Во-вторых, в начале XX века это противоречие между универсальным развитием и различиями между странами было переосмыслено в результате изменения понимания прогресса. К 1920-м годам американские эксперты утверждали, что советская модернизация, даже с ее ошеломляющими человеческими и финансовыми затратами, стоила того. Американцы высоко оценили как методы, так и цели советской модели индустриализации, особенно за то, что, согласно заявлениям, она должна была планироваться рационально и централизованно. В рамках экономической модернизации они также использовали свои взгляды на русский характер. Национальный характер больше не определял судьбу страны; вместо этого он стал препятствием, которое нужно преодолеть на пути к модернизации.
Большевики неотступно придерживались этого ви́дения модернистского промышленного общества. Американские эксперты по России, независимо от того, как они относились к большевистскому режиму, приняли или даже одобрили большевистское ви́дение модернизации. Они также признавали (и часто восхваляли) сопутствующую диалектику страданий, благодаря которой текущие трудности должны привести к будущему процветанию. На них повлияло то, что самый известный американский эксперт по России Джордж Фрост Кеннан назвал «романтикой экономического развития». Летом 1932 года, рассказывая о перспективах советской экономики, он обратил внимание на энтузиазм советских граждан в отношении индустриализации. Те, кто находится под влиянием романтики, особенно молодежь, «проигнорировали бы все другие вопросы в пользу экономического прогресса», – писал Кеннан[5]
. Личные желания и даже личное благополучие считались вторичными по отношению к развитию.Здесь американские взгляды наиболее резко расходились со взглядами Герцена, который трогательно провозгласил необходимость ценить нынешнее благосостояние выше будущих перспектив.
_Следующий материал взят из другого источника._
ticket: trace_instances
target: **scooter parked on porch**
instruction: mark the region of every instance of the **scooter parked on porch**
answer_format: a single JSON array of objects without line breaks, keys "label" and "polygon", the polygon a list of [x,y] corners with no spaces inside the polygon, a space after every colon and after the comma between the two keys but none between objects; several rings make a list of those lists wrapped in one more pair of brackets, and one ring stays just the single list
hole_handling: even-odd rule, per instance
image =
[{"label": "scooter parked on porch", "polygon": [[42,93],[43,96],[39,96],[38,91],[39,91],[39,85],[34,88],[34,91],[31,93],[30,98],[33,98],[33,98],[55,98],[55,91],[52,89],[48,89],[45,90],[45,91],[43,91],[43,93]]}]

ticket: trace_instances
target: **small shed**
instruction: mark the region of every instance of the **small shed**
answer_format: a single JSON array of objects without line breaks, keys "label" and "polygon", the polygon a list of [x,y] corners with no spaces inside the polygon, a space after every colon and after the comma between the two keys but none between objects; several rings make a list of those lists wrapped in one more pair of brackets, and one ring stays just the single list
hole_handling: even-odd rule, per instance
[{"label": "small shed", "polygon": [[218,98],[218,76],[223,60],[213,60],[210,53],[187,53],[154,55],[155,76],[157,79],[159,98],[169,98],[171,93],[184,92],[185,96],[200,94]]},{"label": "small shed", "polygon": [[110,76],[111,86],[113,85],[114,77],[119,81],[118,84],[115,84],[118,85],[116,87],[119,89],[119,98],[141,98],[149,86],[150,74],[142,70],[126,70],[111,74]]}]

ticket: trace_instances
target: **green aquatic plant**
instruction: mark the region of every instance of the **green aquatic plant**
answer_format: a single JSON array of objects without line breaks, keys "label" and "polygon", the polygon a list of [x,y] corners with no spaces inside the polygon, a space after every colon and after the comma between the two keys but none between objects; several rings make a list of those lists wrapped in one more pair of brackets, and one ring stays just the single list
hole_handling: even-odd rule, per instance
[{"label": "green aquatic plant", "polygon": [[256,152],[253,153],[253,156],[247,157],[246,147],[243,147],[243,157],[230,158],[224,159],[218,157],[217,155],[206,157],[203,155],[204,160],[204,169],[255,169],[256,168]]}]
Природа, писал он, «никогда не делает поколений средствами для достижения будущего» [Герцен 1955: 35]. Никто не должен играть роль Молоха, библейского божества, которому приносили в жертву детей. Как писал Герцен в известном отрывке:
Кто этот Молох, который, по мере приближения к нему тружеников, вместо награды пятится и, в утешение изнуренным и обреченным на гибель толпам, которые ему кричат: «Morituri te salutant» [«Осужденные на смерть приветствуют тебя»], только и умеет ответить горькой насмешкой, что после их смерти будет прекрасно на земле? Неужели и вы обрекаете современных людей на жалкую участь кариатид, поддерживающих террасу, на которой когда-нибудь другие будут танцевать… или на то, чтоб быть несчастными работниками, которые, по колено в грязи, тащат барку с таинственным руном и с смиренной надписью «Прогресс в будущем» на флаге? [Герцен 1955: 159].